Another serious example is that of antisocial behaviour. Across Fife, this seems to be a growing problem. Just last week, some of my constituents were left terrified by appalling disorder involving up to 50 young people in Cowdenbeath. A police officer was assaulted, and residents in Cowdenbeath have said that they are scared to go out at night. I know my local police are doing their best to get on top of the issue and have a plan to try to deal with disorder that might take place over the Hallowe’en period, which residents are worried about. I have raised the issue with the local police inspector and discussed it with him, but the disorder was not an isolated incident. Surely it cannot be just a coincidence that this comes as police numbers across Scotland last year fell to their lowest since 2008. It is increasingly clear that more devolved action is needed in Scotland to tackle the problem of antisocial behaviour, because it makes lives miserable. We have to ask why it is not being taken seriously and why more is not being done about it by the Scottish Government.

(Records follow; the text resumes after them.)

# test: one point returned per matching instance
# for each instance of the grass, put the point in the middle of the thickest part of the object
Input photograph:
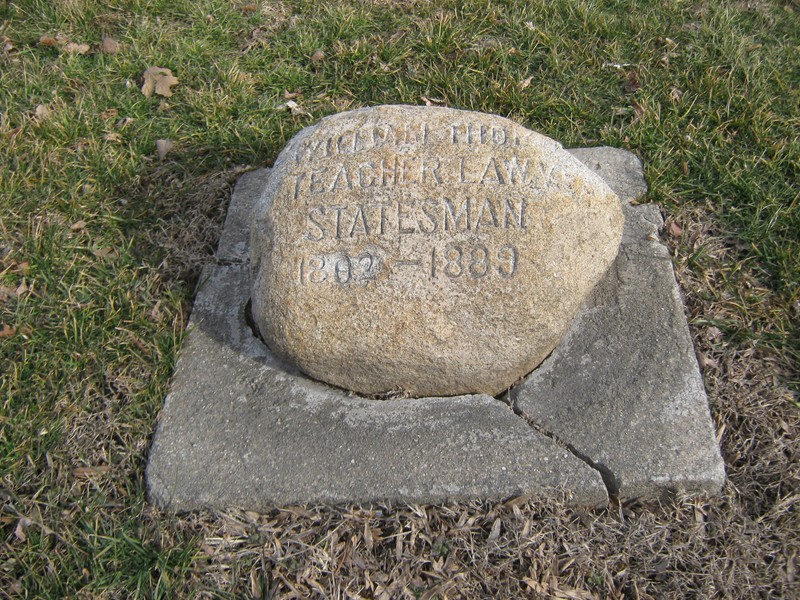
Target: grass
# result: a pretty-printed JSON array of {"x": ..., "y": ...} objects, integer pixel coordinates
[{"x": 101, "y": 244}]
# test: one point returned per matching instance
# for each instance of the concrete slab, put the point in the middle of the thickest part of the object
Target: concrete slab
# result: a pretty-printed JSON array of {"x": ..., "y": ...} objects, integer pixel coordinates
[
  {"x": 241, "y": 429},
  {"x": 623, "y": 389}
]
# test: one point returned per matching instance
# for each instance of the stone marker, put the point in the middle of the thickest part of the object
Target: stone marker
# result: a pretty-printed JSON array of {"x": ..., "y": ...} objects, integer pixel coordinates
[
  {"x": 621, "y": 396},
  {"x": 427, "y": 250}
]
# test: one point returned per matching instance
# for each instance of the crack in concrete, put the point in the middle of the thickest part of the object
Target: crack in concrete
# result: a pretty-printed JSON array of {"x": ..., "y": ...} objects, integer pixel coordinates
[{"x": 610, "y": 480}]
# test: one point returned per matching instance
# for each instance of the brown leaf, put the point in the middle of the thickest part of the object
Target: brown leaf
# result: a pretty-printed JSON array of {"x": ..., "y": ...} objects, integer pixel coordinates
[
  {"x": 123, "y": 122},
  {"x": 632, "y": 84},
  {"x": 89, "y": 471},
  {"x": 638, "y": 110},
  {"x": 295, "y": 108},
  {"x": 73, "y": 48},
  {"x": 109, "y": 46},
  {"x": 23, "y": 288},
  {"x": 41, "y": 112},
  {"x": 6, "y": 293},
  {"x": 22, "y": 527},
  {"x": 675, "y": 230},
  {"x": 432, "y": 101},
  {"x": 706, "y": 362},
  {"x": 103, "y": 252},
  {"x": 162, "y": 148},
  {"x": 158, "y": 80}
]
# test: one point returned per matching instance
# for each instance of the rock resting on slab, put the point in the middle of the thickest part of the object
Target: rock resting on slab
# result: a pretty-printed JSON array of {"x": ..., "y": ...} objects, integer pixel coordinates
[{"x": 426, "y": 250}]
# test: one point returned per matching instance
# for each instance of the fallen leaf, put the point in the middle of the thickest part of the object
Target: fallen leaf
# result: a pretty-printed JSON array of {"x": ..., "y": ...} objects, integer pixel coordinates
[
  {"x": 22, "y": 527},
  {"x": 432, "y": 101},
  {"x": 162, "y": 148},
  {"x": 123, "y": 122},
  {"x": 632, "y": 83},
  {"x": 73, "y": 48},
  {"x": 638, "y": 110},
  {"x": 8, "y": 45},
  {"x": 6, "y": 293},
  {"x": 294, "y": 108},
  {"x": 89, "y": 471},
  {"x": 41, "y": 112},
  {"x": 102, "y": 252},
  {"x": 494, "y": 534},
  {"x": 706, "y": 362},
  {"x": 23, "y": 288},
  {"x": 109, "y": 45},
  {"x": 158, "y": 80}
]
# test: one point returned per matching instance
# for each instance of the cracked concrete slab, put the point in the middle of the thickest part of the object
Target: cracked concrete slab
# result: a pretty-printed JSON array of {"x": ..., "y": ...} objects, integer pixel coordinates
[
  {"x": 239, "y": 428},
  {"x": 623, "y": 389}
]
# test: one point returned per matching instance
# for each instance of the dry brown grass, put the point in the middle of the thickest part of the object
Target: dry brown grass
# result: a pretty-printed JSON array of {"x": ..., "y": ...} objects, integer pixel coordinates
[{"x": 743, "y": 544}]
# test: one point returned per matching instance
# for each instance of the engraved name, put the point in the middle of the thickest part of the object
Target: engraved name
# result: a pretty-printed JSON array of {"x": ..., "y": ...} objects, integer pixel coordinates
[
  {"x": 452, "y": 261},
  {"x": 422, "y": 217},
  {"x": 406, "y": 171},
  {"x": 381, "y": 135}
]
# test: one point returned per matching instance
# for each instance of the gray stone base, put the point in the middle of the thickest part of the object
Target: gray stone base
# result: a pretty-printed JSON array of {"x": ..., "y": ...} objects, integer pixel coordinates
[{"x": 620, "y": 400}]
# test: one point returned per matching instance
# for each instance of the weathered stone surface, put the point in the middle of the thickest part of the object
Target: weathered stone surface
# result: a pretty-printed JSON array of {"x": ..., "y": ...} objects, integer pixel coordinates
[
  {"x": 425, "y": 249},
  {"x": 239, "y": 430},
  {"x": 623, "y": 387}
]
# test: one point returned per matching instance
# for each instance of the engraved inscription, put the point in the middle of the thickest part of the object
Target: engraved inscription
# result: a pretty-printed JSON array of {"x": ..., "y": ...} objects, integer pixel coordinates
[
  {"x": 424, "y": 217},
  {"x": 339, "y": 268},
  {"x": 413, "y": 171}
]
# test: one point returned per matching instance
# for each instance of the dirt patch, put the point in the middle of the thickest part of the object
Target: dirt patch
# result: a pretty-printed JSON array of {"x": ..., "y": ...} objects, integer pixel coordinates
[{"x": 743, "y": 544}]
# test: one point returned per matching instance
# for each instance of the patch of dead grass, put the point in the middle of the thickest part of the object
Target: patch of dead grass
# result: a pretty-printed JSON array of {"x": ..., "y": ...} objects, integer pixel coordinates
[{"x": 743, "y": 544}]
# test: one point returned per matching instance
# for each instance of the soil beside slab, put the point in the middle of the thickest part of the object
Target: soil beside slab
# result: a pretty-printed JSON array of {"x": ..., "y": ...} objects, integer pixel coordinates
[{"x": 239, "y": 428}]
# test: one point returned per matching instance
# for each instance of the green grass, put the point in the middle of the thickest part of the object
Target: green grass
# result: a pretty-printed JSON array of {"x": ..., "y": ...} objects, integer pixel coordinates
[{"x": 100, "y": 315}]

I must say something about the number of tragic drug deaths in Scotland, which last year was the highest in Europe for the seventh year in a row. The National Records of Scotland has said that the total number of people dying from drug misuse in Scotland was more than 10,000 over the past decade. Drug deaths in Fife last year were almost double what they were in 2010, each one of them a tragic waste of life.

I has a meeting recently with some of the residents of Linktown in Kirkcaldy, who have a particular problem with that issue. Residents are deeply worried; they told me about families in which mothers had had four children, but only one child now remained alive because of the scale of drug deaths and the problem that we have. That is one example of why it is so frustrating to hear the SNP continuing to chunter on about independence and trying to distract from the very real problems across our communities, rather than getting on and solving them.

We were told that the referendum on Scottish independence was a once-in-a-generation referendum, and the Scottish people gave their verdict very clearly. There are so many issues that the SNP’s mismanagement, neglect and under-investment have caused over the last almost two decades, yet the SNP continues to show almost no interest in fixing them and tackling the problems that it already has the powers to solve. It is long past time that the SNP took devolution seriously and used it to improve the lives of our people.